Finance Act 2015 introduced anti-avoidance measures which targeted arrangements where the joint venture rules were used to secure entrepreneurs’ relief (ER) in situations where an individual would not otherwise be eligible to make a claim.
The definition of a trading company in TCGA 1992, s 169S was amended by disregarding subsections (7) and (12) of s 165A. Joint venture companies were therefore excluded from the ER definition of trading company and trading group. Furthermore, a corporate entity’s interest in a partnership was also disregarded.
Following representations made on the impact of the Finance Act 2015 changes, the legislation is being amended to ensure that genuine joint venture arrangements are not caught.
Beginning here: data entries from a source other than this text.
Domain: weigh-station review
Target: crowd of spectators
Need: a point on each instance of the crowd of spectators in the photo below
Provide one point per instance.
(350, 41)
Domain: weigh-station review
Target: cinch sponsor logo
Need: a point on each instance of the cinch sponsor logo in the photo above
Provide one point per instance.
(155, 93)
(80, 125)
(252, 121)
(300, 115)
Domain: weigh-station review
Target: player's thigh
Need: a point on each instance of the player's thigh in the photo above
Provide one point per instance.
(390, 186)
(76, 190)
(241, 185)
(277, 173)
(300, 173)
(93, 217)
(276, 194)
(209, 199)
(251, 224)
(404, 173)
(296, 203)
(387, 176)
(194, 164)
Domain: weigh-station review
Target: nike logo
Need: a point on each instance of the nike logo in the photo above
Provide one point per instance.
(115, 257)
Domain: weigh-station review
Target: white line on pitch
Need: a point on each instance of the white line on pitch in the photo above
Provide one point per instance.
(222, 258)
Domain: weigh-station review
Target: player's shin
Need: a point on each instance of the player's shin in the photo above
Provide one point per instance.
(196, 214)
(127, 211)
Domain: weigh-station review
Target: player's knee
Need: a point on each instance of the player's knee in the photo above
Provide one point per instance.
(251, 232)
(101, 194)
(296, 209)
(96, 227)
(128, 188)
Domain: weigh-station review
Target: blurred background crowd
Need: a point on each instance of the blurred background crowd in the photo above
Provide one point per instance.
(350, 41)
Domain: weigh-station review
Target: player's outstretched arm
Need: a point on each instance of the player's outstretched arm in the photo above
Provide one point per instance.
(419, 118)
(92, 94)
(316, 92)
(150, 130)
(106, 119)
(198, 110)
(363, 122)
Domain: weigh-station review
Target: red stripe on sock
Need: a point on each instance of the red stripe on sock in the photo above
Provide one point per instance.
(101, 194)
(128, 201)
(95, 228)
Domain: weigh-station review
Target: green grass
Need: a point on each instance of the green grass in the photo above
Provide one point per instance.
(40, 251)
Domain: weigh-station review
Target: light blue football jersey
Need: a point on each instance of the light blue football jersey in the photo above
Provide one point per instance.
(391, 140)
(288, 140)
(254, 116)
Finance Act 2016 will introduce new definitions of “trading company” and “trading group” for ER purposes. Where the new definitions apply, a company which holds shares in a joint venture company will be treated as carrying on a proportion of the activities of that company corresponding to the investing company’s fractional shareholding in it. The activities of a corporate partner in a firm will be treated as having their true nature (trading or non-trading) when determining whether the company is a trading company.
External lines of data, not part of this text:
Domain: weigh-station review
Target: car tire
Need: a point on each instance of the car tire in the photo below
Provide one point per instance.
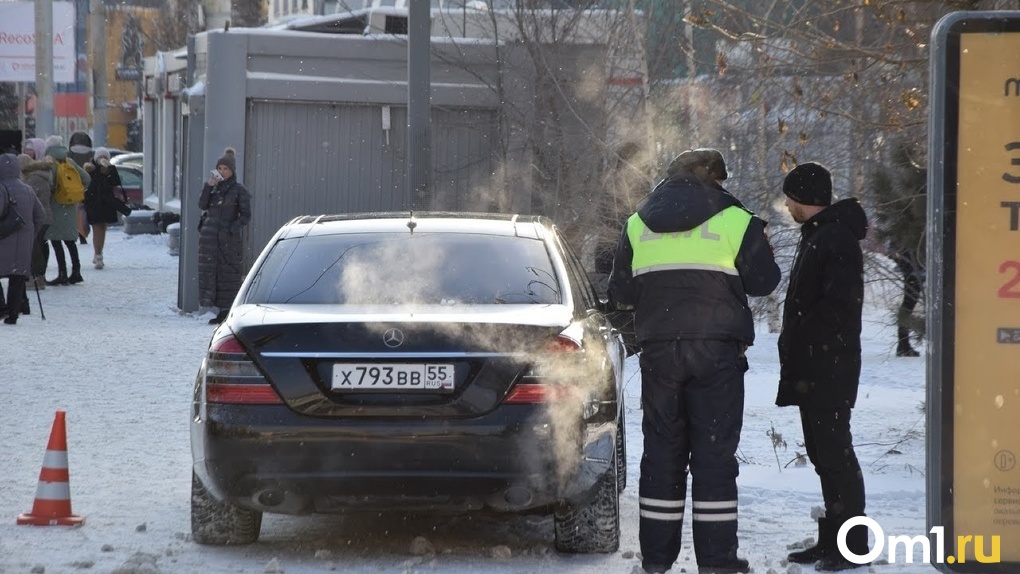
(621, 454)
(595, 526)
(219, 523)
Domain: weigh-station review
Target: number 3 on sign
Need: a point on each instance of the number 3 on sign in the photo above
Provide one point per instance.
(1012, 288)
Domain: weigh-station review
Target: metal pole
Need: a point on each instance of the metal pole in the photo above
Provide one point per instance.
(44, 68)
(419, 131)
(21, 110)
(97, 46)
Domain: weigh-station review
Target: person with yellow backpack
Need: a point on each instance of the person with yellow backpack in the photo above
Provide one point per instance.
(69, 183)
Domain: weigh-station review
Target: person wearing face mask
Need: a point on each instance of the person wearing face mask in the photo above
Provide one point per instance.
(226, 210)
(101, 201)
This is not a reversal of the changes that were introduced in Finance Act 2015, because ER is available only where the individual has an effective 5% interest in the JV company or in the partnership.
These changes apply to disposals on or after 18 March 2015 (when the Finance Act 2015 changes took effect).
These changes mean that an individual will be able to claim ER (assuming the other ER requirements are met) on genuine joint venture arrangements.